Geht es auch in der Woche??

Gruß


----------



## XCRacer (29. März 2002)

Hi Meik,
wo iss´n dein Schneuzer???
Oder ist der auf den Kährlich-Fotos nicht zu erkennen?

schönen gruß, René Potzel


----------



## Martin M (29. März 2002)

@redrace, XCRacer
Hab ich mir doch gedacht, dass ihr euch kennt ...

Hallo Merlin, nette Idee!
Ich weiss zwar nicht, ob ich nächstes WE kann, aber es wird sich schon eine Gelegenheit finden.

Bis dann!


----------



## redrace (30. März 2002)

@ XC racer

öfter mal was neues!!

Am nächsten Wochenende kann ich nicht, da bin ich Rennen fahren! Aber trotzdem viel Spaß!!

Gruß


----------



## Merlin (30. März 2002)

@redrace: prinzipiell auch in der Woche (zumindest zur Zeit)


----------



## redrace (30. März 2002)

Hi
@Merlin

Wenn ich dann in der nächsten Woche in den sieben Bergen bin melde ich mich vorher!!


Gruß


----------



## boris j (30. März 2002)

Hi,

Bei Touren im Siebengebirge mache ich gerne mit. Unter der Woche ist bei mir schlecht - allerdings nach der Sommerzeitumstellung sind die Tage länger, so daß ich auch abends könnte. 

Am Wochende nach Ostern kann ich leider nicht, darauf das WE aber.

Gruß Boris

P.S. Hat jemand von Euch auch Lust auf Rennradtouren? Ist eigentlich mein eigentliches Steckenpferd.


----------



## Martin M (14. April 2002)

Hi

hier eine kurze Beschreibung der heutigen Tour, außer mir war aber keiner vom board dabei.
Es war auch als erste ernsthafte Bewährungsprobe für meinen SSer (und meine Knie) gedacht, da reichte es erstmal mit 6 Bikern.

Die überraschten Gesichter am Parkplatz waren schon nicht schlecht. Skepsis und Interesse von allen Seiten, und spätesten auf der Löwenburg dann doch erstaunte Blicke. 

Es ist mir nicht wirklich peinlich, aber es ist schon so: man fährt auf dem SSer doch recht flott die Berge hoch. Und meist ist man als erster oben , obwohl meine Mitradler z.T. recht fit sind.
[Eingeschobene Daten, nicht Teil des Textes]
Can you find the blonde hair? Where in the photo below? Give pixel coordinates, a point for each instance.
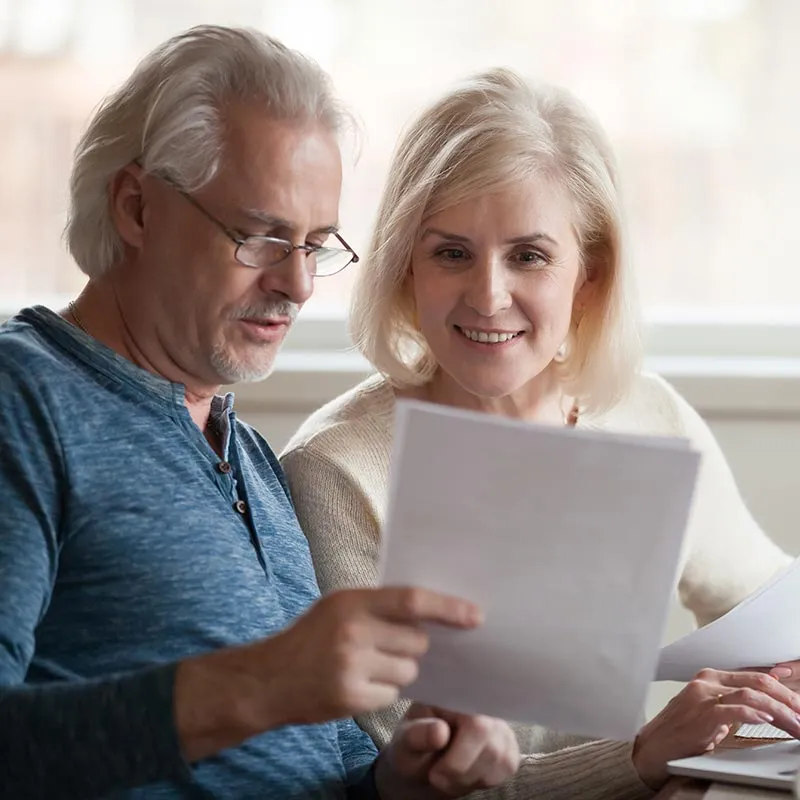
(169, 115)
(487, 134)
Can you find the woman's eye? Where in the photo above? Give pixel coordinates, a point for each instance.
(451, 254)
(531, 258)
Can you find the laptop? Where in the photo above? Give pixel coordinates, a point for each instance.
(771, 766)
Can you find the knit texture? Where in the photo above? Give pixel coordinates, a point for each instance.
(337, 466)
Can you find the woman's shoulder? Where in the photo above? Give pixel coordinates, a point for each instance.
(651, 406)
(365, 412)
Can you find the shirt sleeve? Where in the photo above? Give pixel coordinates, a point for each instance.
(358, 754)
(728, 555)
(65, 739)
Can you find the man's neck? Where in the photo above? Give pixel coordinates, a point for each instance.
(100, 314)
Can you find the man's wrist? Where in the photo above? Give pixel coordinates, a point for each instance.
(220, 700)
(365, 787)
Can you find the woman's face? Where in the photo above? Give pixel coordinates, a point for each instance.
(494, 280)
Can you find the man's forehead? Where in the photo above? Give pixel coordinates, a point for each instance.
(279, 175)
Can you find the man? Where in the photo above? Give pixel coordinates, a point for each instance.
(160, 629)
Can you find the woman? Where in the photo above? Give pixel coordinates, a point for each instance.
(497, 280)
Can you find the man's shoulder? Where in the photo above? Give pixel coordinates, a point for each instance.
(28, 358)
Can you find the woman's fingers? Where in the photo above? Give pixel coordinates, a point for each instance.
(771, 710)
(759, 682)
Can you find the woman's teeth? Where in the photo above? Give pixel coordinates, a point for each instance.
(488, 338)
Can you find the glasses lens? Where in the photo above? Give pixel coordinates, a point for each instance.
(330, 260)
(261, 252)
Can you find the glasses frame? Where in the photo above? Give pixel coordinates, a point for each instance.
(240, 240)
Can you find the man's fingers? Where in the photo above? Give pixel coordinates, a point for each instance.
(424, 736)
(401, 640)
(411, 605)
(450, 771)
(392, 670)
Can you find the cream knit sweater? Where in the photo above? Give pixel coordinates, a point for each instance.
(337, 467)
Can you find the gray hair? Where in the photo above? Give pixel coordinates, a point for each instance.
(488, 133)
(169, 116)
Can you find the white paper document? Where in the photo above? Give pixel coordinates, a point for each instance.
(569, 540)
(762, 630)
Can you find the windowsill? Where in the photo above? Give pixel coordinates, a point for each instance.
(746, 369)
(303, 381)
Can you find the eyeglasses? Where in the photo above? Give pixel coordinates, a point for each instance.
(262, 252)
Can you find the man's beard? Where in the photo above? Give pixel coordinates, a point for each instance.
(233, 370)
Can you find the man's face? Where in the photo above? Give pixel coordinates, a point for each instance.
(218, 320)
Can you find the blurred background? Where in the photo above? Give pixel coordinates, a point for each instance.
(700, 99)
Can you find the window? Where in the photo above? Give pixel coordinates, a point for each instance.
(699, 97)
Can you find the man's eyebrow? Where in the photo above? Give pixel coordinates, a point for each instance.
(271, 222)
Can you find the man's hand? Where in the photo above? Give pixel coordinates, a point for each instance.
(353, 652)
(436, 754)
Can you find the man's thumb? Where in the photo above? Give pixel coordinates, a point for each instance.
(419, 742)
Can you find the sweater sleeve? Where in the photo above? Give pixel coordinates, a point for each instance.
(67, 739)
(728, 555)
(343, 531)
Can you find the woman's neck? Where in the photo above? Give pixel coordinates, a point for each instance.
(541, 400)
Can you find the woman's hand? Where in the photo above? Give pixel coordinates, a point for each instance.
(788, 673)
(702, 715)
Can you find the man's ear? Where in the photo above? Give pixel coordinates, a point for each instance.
(127, 204)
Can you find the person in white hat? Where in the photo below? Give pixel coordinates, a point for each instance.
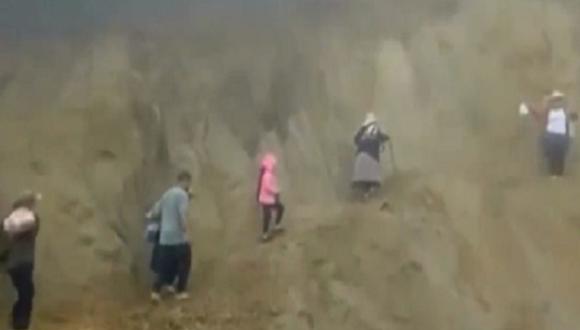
(369, 141)
(557, 127)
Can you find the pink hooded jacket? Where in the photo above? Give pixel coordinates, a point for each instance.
(268, 183)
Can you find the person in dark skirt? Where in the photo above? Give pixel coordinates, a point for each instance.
(369, 141)
(21, 258)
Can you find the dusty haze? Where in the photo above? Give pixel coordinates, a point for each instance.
(101, 102)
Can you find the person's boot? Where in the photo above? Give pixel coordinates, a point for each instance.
(155, 297)
(278, 228)
(265, 237)
(182, 296)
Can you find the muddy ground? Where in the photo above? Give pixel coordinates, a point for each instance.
(100, 106)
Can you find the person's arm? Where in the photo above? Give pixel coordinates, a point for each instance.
(182, 206)
(260, 182)
(383, 137)
(155, 212)
(359, 135)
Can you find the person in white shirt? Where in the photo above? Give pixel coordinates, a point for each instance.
(556, 122)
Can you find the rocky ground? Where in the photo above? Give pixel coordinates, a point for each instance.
(466, 235)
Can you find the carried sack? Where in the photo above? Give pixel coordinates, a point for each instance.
(19, 221)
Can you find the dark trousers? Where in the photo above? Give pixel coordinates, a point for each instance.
(555, 149)
(267, 211)
(174, 264)
(23, 283)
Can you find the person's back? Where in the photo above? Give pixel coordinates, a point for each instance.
(173, 261)
(173, 209)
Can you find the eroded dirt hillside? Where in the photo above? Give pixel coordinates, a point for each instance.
(473, 237)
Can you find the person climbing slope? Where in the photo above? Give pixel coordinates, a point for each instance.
(268, 195)
(174, 254)
(22, 227)
(556, 123)
(369, 141)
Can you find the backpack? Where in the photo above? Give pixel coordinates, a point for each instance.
(19, 221)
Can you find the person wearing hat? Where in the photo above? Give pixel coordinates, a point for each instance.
(369, 141)
(557, 127)
(22, 227)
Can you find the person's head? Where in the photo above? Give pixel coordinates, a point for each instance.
(27, 199)
(370, 118)
(269, 162)
(557, 100)
(184, 180)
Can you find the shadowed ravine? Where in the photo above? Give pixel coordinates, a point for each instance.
(100, 106)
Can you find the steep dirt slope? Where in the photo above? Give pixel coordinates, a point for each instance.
(473, 238)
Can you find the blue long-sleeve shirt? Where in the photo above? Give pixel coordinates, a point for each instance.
(172, 210)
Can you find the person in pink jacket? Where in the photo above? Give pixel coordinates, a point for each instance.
(268, 195)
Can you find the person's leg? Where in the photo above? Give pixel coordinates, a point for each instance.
(266, 216)
(279, 214)
(184, 267)
(550, 154)
(22, 279)
(560, 156)
(166, 267)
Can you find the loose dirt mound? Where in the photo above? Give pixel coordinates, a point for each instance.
(470, 236)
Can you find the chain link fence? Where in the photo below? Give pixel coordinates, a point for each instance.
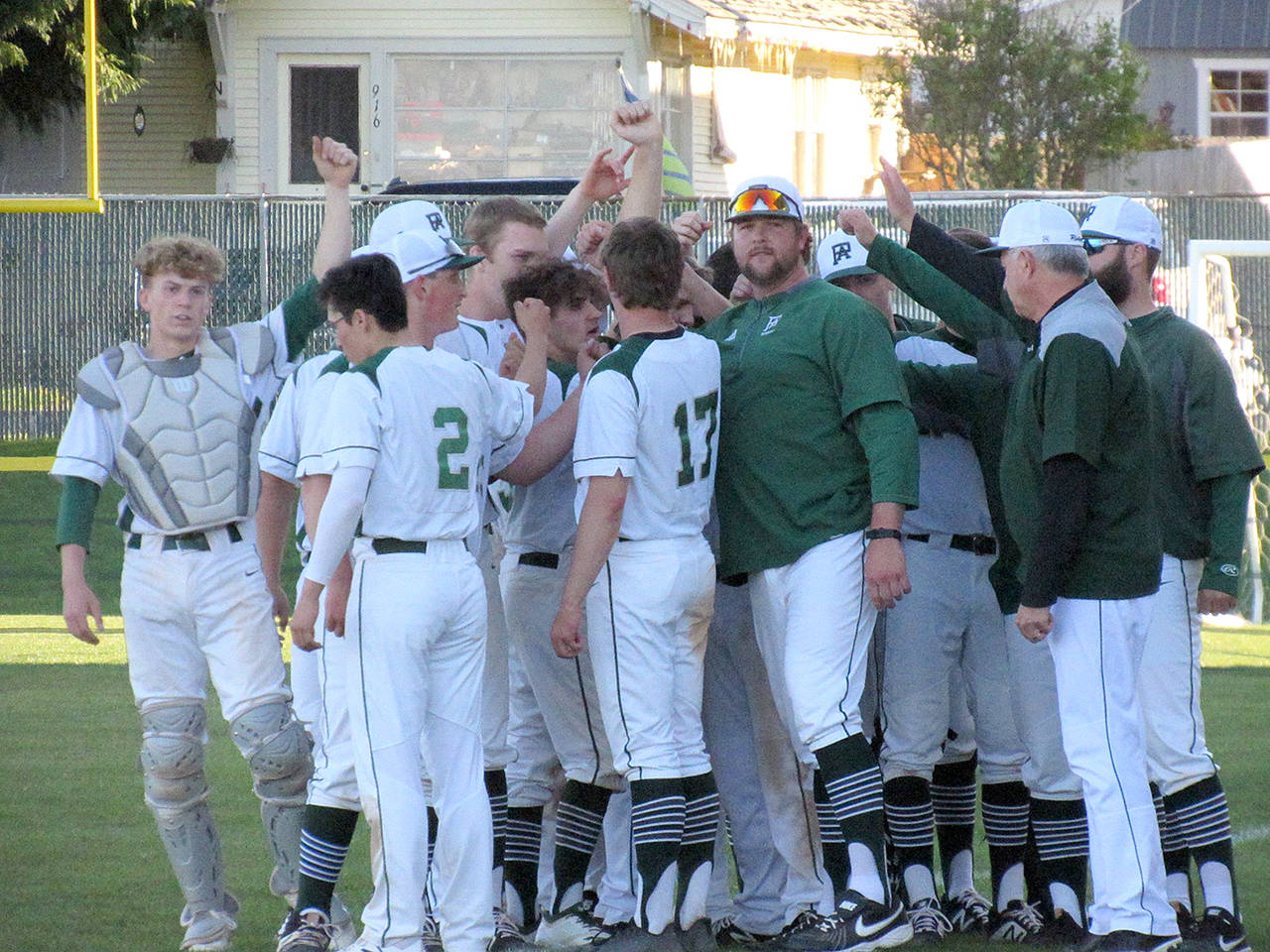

Einige der anderen Herren waren auf den Abfahrten meist schneller - aber an der nächsten Steigung hatte ich sie dann wieder  

Was einen allerdings extrem bremst, sind Anstiege auf Schotter, Basalt etc. mit deutlich über 20%. Da gerät man doch schon aus dem Tritt, das Hinterrad dreht durch, Schieben ist angesagt.

Über Ölberg, Nonnenstromberg, Petersberg, Bittweg, Annatal, Drachenfels, Breiberge (von unten), irgendwie wieder zurück nach Ittenbach. 

Zwischenfälle gab es keine nennenswerten, vielleicht nur dies:
Ab und zu ein Fluchen weil die Schaltung mal wieder nicht richtig arbeitete (nicht von mir), und ein Mitfahrer hat sich vom Drachenfels aus auf den Heimweg gemacht. Er entschuldigte das mit einer chronischen Formschwäche  

Allerdings muss ich zugeben, dass nach 1032 Höhenmetern mit 36/21 (ja, ich weiss, ist schon eine recht kurze Übersetzung) ich nicht bereue, auf den Anstieg zur Löwenburg verzichtet zu haben. Man muss es ja nicht übertreiben ...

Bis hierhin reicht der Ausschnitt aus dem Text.